Sabe aquele papo de “homem de família” e “mentor respeitado”? Pois é, amores. O capital simbólico de Busfield, casado com a queridinha da América Melissa Gilbert, está derretendo em praça pública. Hollywood adora um herói, mas esquece que o figurino de “bom moço” costuma ser o esconderijo perfeito.
O silêncio que ensurdece: Qual o futuro de Busfield?
Enquanto os advogados de Timothy tentam classificar as acusações como “infundadas”, o cenário jurídico no Novo México está mudando, e a prescrição desses crimes não é mais o escudo que costumava ser. Na prática? O cerco está fechando.
Nos bastidores, o roteiro é o de sempre: silêncio absoluto, marcas se afastando e projetos sendo “engavetados” silenciosamente. Afinal, em uma indústria obcecada por imagem, ninguém quer estar perto de um legado que acaba de ser implodido por uma denúncia desse porte.

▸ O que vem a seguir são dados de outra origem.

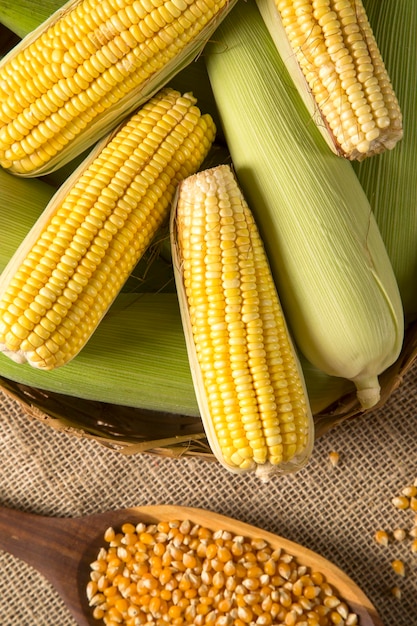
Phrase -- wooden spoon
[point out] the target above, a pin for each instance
(61, 549)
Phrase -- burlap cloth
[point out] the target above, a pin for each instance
(333, 510)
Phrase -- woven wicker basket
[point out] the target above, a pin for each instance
(132, 430)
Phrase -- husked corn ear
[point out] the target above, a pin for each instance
(72, 264)
(332, 270)
(247, 377)
(82, 71)
(353, 102)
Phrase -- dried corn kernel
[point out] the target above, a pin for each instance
(381, 536)
(225, 583)
(396, 592)
(398, 567)
(401, 502)
(334, 458)
(399, 534)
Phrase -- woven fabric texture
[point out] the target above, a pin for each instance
(332, 510)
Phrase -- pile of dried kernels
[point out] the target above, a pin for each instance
(179, 573)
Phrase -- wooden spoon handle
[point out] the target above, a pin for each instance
(52, 546)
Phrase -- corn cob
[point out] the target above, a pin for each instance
(390, 181)
(331, 267)
(248, 381)
(329, 48)
(82, 71)
(70, 267)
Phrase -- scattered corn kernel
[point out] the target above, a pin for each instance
(401, 502)
(398, 567)
(381, 536)
(199, 592)
(334, 458)
(399, 534)
(396, 592)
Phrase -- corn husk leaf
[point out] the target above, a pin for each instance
(333, 274)
(390, 179)
(23, 16)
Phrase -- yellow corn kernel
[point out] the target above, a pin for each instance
(339, 58)
(248, 381)
(71, 266)
(381, 537)
(398, 567)
(81, 72)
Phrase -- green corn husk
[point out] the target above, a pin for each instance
(126, 339)
(390, 180)
(333, 273)
(135, 358)
(21, 203)
(23, 16)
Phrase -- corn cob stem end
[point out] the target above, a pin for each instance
(368, 391)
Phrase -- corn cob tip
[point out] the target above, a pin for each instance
(248, 381)
(368, 392)
(70, 267)
(334, 60)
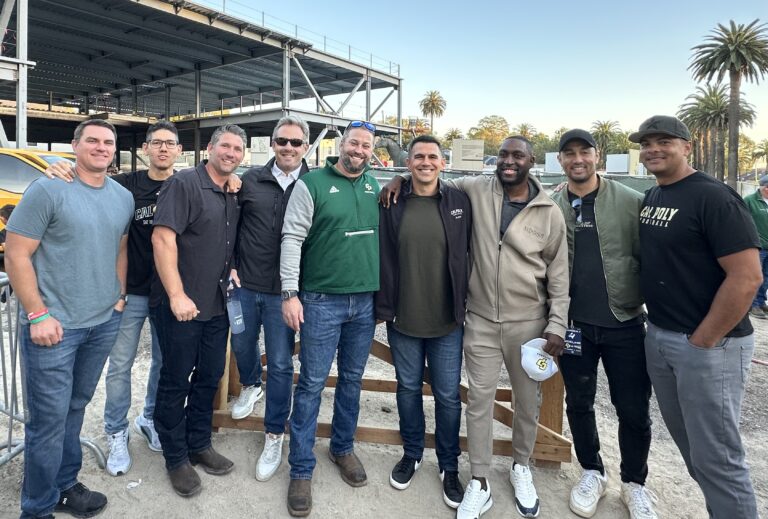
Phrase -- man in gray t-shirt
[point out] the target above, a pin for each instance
(66, 258)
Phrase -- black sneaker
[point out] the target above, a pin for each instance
(81, 502)
(453, 490)
(402, 474)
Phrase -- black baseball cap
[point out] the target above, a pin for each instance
(664, 124)
(574, 134)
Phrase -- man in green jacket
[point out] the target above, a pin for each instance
(757, 203)
(331, 243)
(606, 317)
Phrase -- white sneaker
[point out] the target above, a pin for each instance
(587, 493)
(476, 501)
(639, 501)
(146, 428)
(270, 457)
(119, 460)
(526, 498)
(243, 406)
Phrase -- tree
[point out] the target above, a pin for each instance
(761, 151)
(741, 51)
(451, 135)
(526, 130)
(432, 105)
(706, 115)
(492, 129)
(603, 131)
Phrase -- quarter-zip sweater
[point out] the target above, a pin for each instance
(524, 275)
(263, 203)
(617, 217)
(331, 233)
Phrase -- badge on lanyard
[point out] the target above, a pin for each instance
(572, 341)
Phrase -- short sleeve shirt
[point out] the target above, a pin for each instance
(79, 228)
(684, 228)
(204, 219)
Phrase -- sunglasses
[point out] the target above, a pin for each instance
(283, 141)
(362, 124)
(576, 204)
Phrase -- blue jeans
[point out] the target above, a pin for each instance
(60, 381)
(118, 381)
(194, 353)
(260, 308)
(760, 296)
(443, 355)
(340, 325)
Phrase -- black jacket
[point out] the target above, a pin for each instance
(262, 203)
(456, 214)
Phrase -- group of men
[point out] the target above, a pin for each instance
(470, 268)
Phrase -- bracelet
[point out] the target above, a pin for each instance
(35, 315)
(39, 319)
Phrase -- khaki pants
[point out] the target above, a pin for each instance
(486, 344)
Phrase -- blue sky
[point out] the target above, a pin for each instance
(547, 63)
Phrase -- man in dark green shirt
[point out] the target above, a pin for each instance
(423, 242)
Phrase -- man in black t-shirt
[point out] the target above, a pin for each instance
(606, 309)
(700, 271)
(423, 244)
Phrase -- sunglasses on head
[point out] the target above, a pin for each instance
(283, 141)
(362, 124)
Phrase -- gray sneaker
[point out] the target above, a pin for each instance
(119, 459)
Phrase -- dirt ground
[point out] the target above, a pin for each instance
(145, 491)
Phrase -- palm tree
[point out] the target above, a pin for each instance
(707, 115)
(761, 150)
(741, 51)
(526, 130)
(603, 131)
(432, 105)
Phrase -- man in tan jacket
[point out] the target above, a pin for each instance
(518, 290)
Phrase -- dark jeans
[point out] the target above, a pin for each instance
(443, 355)
(623, 355)
(279, 340)
(760, 296)
(196, 348)
(60, 381)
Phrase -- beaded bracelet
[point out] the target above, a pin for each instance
(39, 319)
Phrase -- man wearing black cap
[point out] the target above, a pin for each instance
(700, 271)
(757, 203)
(601, 217)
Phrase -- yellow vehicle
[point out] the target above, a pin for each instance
(18, 168)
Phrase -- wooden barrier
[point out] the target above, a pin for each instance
(551, 449)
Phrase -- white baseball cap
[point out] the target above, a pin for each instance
(537, 363)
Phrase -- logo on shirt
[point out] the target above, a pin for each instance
(657, 216)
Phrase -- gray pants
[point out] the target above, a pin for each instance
(699, 391)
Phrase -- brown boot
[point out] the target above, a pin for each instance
(351, 468)
(185, 480)
(300, 497)
(212, 462)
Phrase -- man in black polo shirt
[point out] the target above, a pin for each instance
(700, 271)
(193, 239)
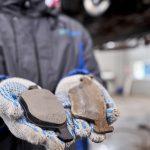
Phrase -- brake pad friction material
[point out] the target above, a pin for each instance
(41, 107)
(88, 103)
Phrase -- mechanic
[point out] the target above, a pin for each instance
(41, 45)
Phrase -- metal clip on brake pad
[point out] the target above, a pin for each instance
(88, 104)
(42, 108)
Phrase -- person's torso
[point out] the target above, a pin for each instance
(39, 49)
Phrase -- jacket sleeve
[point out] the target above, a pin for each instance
(2, 63)
(89, 58)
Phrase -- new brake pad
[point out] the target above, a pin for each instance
(88, 103)
(42, 108)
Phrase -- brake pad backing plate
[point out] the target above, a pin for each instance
(88, 103)
(41, 107)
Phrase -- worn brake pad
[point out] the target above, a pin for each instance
(42, 108)
(88, 103)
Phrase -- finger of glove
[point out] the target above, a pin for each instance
(81, 128)
(112, 115)
(10, 89)
(8, 106)
(97, 138)
(33, 134)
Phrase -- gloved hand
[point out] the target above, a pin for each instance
(52, 3)
(81, 127)
(12, 114)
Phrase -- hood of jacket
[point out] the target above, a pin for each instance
(29, 7)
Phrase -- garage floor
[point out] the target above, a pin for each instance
(132, 130)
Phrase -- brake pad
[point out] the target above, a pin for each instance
(43, 109)
(88, 103)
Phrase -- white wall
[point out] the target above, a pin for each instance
(120, 62)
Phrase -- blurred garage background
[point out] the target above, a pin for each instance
(121, 33)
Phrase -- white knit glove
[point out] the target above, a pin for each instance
(12, 114)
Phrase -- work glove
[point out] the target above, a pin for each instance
(12, 114)
(96, 7)
(52, 3)
(83, 128)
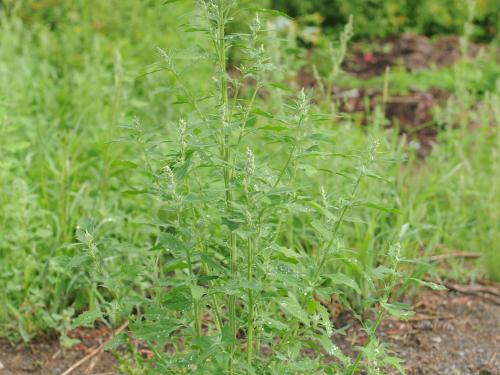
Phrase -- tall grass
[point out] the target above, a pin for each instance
(234, 202)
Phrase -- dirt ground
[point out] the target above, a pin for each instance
(455, 332)
(44, 356)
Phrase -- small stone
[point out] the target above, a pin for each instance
(437, 339)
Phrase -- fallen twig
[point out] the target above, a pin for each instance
(473, 289)
(458, 254)
(94, 352)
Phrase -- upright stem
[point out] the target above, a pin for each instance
(250, 327)
(226, 156)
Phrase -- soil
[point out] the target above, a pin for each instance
(455, 332)
(44, 356)
(451, 333)
(414, 52)
(412, 114)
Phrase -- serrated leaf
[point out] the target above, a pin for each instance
(291, 307)
(341, 279)
(116, 341)
(261, 112)
(86, 318)
(398, 310)
(270, 11)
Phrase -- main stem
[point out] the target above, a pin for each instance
(250, 327)
(226, 156)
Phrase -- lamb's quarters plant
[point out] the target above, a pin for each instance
(142, 211)
(246, 242)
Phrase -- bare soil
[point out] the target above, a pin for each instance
(44, 356)
(414, 52)
(454, 332)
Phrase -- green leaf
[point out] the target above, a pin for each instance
(86, 318)
(332, 349)
(378, 207)
(197, 291)
(291, 307)
(341, 279)
(171, 242)
(321, 229)
(116, 341)
(274, 324)
(158, 331)
(179, 299)
(398, 310)
(261, 112)
(270, 11)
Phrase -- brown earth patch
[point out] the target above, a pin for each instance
(44, 356)
(414, 52)
(451, 333)
(412, 113)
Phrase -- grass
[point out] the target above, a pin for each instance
(146, 180)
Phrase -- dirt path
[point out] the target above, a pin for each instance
(451, 333)
(455, 333)
(45, 356)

A pergunta que Hollywood não quer calar
O caso Busfield não é um evento isolado. Ele expõe a ferida aberta da falta de proteção a menores em locações de cinema. Depois do movimento #MeToo, a gente achou que a limpeza tinha sido feita, mas parece que as vassouras só empurraram a poeira para baixo do tapete.
A pergunta que a gente deixa para vocês é: quantas outras “figuras intocáveis” ainda estão circulando por aí enquanto as vítimas esperam décadas por justiça?